# We're off to Germany



## blackbirdbiker (Mar 12, 2007)

Well it is getting near to our departure time at Dover for a seven week trip to Germany 8O , we sail 10am Sunday May 9th. We hope to overnight at Marine Parade Saturday, will arrive there some time pm..... does anybody know if the parking there is easy and safe? :wink: 
If you sees our Hymer with a MHF sticker on, pop in and say hello.

Keith.


----------



## arrow2 (May 9, 2005)

Hi BBB. Yes parking at Marine Parade is easy and safe. I have used it about 4 times in the last 2 years now. Usually arrive there around 20.00, always find a space. The hotel on the parade was closed when we went over to Germany at Easter - shame as after a 120 mile drive I have always looked forward to a pint there. Looked terminally closed to me! Enjoy Germany - we only went for 5 days and was all a bit hectic - the Mosel area was packed.

Kevin


----------



## sheringham (Mar 24, 2006)

*Dover Marina front*

To minimise the traffic hassle on the motorways we always travel down in the evening prior to going for an early morning ferry and ALWAYS stop on the Marina Front. The same coming back with a late ferry from France we stay on the Marina to enable us to get a very early start (0400) to avoid the M25 before the morning rush. Police patrol the road and the parking charges only apply between 0800 to 1900 hrs. We go to Germany 2 to 3 times each year, to see grandkids, and have done so for the past 18 years....7 in a Mh...never a problem.

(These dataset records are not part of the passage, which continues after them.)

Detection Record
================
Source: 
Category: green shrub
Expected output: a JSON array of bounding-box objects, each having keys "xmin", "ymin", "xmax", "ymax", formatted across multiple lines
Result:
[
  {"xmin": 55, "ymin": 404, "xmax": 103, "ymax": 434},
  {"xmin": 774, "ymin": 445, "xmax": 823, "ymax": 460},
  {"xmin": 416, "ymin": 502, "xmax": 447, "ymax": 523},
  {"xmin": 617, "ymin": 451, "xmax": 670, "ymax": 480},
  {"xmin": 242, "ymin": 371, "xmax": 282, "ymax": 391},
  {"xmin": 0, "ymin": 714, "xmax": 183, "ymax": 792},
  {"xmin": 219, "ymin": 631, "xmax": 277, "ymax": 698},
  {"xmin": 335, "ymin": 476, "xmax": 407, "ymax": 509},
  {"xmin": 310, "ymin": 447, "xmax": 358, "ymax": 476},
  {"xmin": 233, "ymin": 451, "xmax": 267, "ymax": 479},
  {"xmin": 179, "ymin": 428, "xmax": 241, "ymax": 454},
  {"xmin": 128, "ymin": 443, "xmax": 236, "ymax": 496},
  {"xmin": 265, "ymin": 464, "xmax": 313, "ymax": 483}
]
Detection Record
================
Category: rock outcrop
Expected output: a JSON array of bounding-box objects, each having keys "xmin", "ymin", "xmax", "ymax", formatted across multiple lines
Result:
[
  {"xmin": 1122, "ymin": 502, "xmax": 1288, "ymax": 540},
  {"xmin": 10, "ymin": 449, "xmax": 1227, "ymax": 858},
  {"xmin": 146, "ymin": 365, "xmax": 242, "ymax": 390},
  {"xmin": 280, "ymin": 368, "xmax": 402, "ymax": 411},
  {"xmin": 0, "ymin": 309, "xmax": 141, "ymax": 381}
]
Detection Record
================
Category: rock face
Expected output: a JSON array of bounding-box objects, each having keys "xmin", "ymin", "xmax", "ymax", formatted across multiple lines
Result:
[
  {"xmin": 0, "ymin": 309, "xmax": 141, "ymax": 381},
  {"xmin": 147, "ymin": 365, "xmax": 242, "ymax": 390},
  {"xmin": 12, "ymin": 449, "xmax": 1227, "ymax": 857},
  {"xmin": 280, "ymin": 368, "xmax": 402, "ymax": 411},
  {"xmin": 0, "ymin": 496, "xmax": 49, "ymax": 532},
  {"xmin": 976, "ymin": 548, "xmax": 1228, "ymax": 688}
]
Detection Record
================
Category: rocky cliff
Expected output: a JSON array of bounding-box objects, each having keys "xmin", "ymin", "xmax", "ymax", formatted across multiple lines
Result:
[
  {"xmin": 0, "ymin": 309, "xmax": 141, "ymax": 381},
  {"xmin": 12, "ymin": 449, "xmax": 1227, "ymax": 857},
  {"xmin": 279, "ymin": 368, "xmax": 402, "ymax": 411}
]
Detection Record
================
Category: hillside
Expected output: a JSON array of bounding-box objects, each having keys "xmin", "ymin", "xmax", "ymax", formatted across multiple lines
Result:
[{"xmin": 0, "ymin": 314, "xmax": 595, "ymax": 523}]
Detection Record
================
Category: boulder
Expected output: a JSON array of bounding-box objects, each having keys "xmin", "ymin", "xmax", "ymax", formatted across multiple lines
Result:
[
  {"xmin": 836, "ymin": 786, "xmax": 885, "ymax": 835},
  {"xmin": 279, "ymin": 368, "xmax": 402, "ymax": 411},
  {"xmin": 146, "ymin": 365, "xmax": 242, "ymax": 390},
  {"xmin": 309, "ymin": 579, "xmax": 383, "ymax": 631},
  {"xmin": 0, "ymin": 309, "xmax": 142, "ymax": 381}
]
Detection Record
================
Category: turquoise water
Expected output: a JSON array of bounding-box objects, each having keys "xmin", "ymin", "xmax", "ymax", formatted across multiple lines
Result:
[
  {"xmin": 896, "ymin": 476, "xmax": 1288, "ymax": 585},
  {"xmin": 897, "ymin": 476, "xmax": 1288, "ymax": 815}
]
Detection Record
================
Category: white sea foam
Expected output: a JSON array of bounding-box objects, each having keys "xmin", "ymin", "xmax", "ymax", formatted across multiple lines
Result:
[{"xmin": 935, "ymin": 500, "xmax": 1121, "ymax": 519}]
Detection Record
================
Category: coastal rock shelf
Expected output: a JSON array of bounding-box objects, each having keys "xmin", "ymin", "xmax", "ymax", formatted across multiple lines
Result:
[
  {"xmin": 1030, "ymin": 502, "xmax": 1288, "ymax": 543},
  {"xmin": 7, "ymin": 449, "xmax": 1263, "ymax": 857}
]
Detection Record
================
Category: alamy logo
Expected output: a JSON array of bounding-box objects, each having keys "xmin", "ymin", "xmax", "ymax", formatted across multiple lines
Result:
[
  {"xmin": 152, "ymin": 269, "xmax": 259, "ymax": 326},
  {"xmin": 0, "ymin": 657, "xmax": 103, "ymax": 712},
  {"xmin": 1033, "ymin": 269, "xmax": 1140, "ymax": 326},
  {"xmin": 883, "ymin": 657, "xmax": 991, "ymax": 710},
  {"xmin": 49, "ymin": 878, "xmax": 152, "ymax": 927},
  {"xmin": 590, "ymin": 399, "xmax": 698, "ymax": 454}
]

Our planned trip to Germany has been postponed for a couple of weeks but we will soon be there!!!!Hooray..   

Ron


----------



## TheLizard (Jan 23, 2008)

Hello Keith,

Great to hear you are off to Germany and how much we envy you...we returned home last Monday after a three month trip to Germany/Austria/Italy/Germany. For the last two years Germany has been our main visit but this year we ventured into Austria and then being only 130 miles from Venice made the trip and returned to Germany via Lake Garda! Had a great experience and can only wish you a wonderful time....Cheaper fuel in Luxembourg Austria & Slovenia...but Germany, France and Belgium still better than UK (Carrefour in Calais 112EperL)
Oh yes and Marine Parade is a good stop-off point both outward and inward...but there are major improvement works in progress on the beach at the moment during weekdays, however as free parking is during the night hours (1800-0900) no worries. For further info please PM me.

Enjoy

Tony


----------